The man became so persistent about the project that I did some Googling. Turns out that Salvia divinorum is big business now in the hallucinogenic trade, and is known as Sally-D on the streets. Salvia divinorum traditionally was used ceremonially by the Mazatec people. Apparently it no longer grows in the wild as a self-reproducing species. It's found only in a few Mazatec gardens, and some seeds or sprouts might be worth quite a bit. In some US states it's illegal.
It sort of rubs me the wrong way that, after being out of economic circulation for so long, when a money-making offer finally comes my way it's inviting me to get into the drug business. I'm against drugs -- most legal ones and all "mind-expanding ones."
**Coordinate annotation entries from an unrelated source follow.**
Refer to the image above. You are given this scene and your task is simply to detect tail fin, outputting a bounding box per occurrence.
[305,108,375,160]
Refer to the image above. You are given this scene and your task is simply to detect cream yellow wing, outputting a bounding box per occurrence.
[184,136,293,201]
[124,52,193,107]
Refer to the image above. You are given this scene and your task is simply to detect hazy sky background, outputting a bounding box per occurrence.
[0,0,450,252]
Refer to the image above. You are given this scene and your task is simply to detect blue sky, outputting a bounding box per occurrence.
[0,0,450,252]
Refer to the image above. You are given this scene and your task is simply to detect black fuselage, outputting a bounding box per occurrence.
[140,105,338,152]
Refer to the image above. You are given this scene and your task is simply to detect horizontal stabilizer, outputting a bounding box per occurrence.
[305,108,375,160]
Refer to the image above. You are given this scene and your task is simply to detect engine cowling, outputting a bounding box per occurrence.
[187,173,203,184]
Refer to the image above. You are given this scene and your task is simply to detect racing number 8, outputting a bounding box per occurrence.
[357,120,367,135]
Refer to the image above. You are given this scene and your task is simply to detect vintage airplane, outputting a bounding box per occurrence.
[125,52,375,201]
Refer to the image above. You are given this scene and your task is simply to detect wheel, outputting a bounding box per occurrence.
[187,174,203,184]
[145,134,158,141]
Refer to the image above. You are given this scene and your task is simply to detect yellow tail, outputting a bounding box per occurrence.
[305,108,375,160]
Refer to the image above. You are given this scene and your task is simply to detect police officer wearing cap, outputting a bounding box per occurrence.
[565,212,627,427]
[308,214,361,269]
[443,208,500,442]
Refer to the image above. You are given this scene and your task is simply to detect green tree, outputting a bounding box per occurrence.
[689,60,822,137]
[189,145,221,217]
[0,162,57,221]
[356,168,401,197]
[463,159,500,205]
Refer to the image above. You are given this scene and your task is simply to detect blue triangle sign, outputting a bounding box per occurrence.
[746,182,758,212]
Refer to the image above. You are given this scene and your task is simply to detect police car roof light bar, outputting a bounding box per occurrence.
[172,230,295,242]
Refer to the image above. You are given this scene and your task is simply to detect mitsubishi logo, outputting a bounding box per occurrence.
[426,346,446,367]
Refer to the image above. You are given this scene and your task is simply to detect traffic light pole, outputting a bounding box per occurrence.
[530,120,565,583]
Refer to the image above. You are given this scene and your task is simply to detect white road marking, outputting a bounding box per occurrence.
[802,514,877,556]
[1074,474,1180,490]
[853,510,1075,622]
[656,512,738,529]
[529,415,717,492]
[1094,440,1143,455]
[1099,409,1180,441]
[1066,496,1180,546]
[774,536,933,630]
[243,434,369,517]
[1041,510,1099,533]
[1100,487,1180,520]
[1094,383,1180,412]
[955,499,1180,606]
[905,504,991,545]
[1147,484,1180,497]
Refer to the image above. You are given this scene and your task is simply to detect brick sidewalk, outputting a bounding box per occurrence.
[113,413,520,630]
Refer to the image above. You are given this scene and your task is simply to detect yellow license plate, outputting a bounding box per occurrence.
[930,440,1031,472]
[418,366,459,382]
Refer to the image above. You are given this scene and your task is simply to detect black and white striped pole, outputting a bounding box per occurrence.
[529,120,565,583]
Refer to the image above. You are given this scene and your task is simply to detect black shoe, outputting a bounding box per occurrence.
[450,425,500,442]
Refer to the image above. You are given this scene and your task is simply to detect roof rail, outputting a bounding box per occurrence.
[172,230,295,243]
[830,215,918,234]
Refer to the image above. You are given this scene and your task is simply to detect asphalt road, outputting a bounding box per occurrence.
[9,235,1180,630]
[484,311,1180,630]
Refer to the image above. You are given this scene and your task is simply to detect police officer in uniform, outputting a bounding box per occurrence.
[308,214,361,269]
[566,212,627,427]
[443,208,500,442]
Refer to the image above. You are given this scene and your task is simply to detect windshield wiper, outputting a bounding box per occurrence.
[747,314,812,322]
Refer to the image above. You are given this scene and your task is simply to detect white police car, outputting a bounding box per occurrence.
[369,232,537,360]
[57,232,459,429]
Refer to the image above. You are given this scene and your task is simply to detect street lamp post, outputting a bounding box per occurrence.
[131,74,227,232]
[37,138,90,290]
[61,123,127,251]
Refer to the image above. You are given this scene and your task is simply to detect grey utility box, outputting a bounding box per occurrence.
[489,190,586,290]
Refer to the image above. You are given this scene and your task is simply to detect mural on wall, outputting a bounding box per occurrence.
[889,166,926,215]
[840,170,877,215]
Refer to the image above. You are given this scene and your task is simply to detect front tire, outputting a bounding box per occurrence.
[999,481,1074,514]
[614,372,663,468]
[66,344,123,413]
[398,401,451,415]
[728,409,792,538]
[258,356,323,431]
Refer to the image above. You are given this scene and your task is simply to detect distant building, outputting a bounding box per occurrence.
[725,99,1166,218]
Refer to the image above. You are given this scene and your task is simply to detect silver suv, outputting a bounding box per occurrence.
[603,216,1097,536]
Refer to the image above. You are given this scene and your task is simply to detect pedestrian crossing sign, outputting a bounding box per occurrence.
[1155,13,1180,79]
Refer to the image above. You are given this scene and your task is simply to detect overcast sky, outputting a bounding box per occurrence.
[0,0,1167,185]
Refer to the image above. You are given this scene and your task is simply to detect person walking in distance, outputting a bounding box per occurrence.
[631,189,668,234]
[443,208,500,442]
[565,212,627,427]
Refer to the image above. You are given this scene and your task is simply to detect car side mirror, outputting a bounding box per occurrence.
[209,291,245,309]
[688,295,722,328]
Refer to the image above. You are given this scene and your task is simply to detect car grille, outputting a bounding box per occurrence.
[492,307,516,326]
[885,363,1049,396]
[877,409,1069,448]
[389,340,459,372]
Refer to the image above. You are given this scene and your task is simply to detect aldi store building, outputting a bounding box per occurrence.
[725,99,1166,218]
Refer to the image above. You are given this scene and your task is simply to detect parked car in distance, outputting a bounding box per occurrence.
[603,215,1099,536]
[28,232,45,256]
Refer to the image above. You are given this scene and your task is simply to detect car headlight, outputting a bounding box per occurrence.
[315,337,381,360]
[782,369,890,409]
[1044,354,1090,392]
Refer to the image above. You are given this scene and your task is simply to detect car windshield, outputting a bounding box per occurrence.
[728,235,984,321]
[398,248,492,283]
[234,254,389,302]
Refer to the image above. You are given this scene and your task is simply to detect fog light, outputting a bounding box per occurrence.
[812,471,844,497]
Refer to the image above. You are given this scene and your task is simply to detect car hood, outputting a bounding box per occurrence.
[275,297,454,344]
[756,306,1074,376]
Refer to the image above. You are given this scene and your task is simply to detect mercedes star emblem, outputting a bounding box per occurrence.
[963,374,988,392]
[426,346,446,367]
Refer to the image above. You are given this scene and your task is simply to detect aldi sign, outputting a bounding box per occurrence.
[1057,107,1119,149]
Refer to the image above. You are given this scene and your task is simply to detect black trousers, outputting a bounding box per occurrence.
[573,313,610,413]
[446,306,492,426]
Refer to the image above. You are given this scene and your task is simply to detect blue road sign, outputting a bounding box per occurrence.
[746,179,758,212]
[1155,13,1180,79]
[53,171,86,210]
The thing I have against mind-altering drugs is that they distort the whole beauty/spirituality scene. The user feels as if he or she is having deep insights even though there's no new information developed. Users feel artful without having mastered any art. I've been around enough tripping people who thought they were participating in something profound to know that they weren't being profound at all -- were, in fact, indulging in the grossest mediocrity. They were just reacting to sensations inside their own heads and those sensations distorted reality while making the users feel good about themselves.
How does this line of discussion relate to the war to save Life on Earth? It's relevant because it's hard enough to get a fix on reality even when your head is clear. When drugs are added to the mix it becomes even much harder, maybe impossible. And to fight this war to protect Life on Earth, we need to have clear minds, know what the problems are, and be smart enough to come up with solutions.
Also, I regard it as an affront to the Universal Creative Force when someone thinks they need drugs to feel in awe of something or just to feel good, instead of merely looking around and seeing the grandness of Nature right before them.
Aren't the stars enough to blow the mind, or grass in the lawn? Isn't the stuff of subatomic physics mind-stretching enough? Isn't the fact that there are trees, rocks, music, love, and evolution enough to keep us agog, inspired and reverential before the Universal Creative Force for a lifetime?
That guy wanting me to sneak some Sally-D seeds to him just didn't know who I am, and how hard I've worked to get my head so that I can see things relatively clearly.
No way Sally-D is going to screw up this life.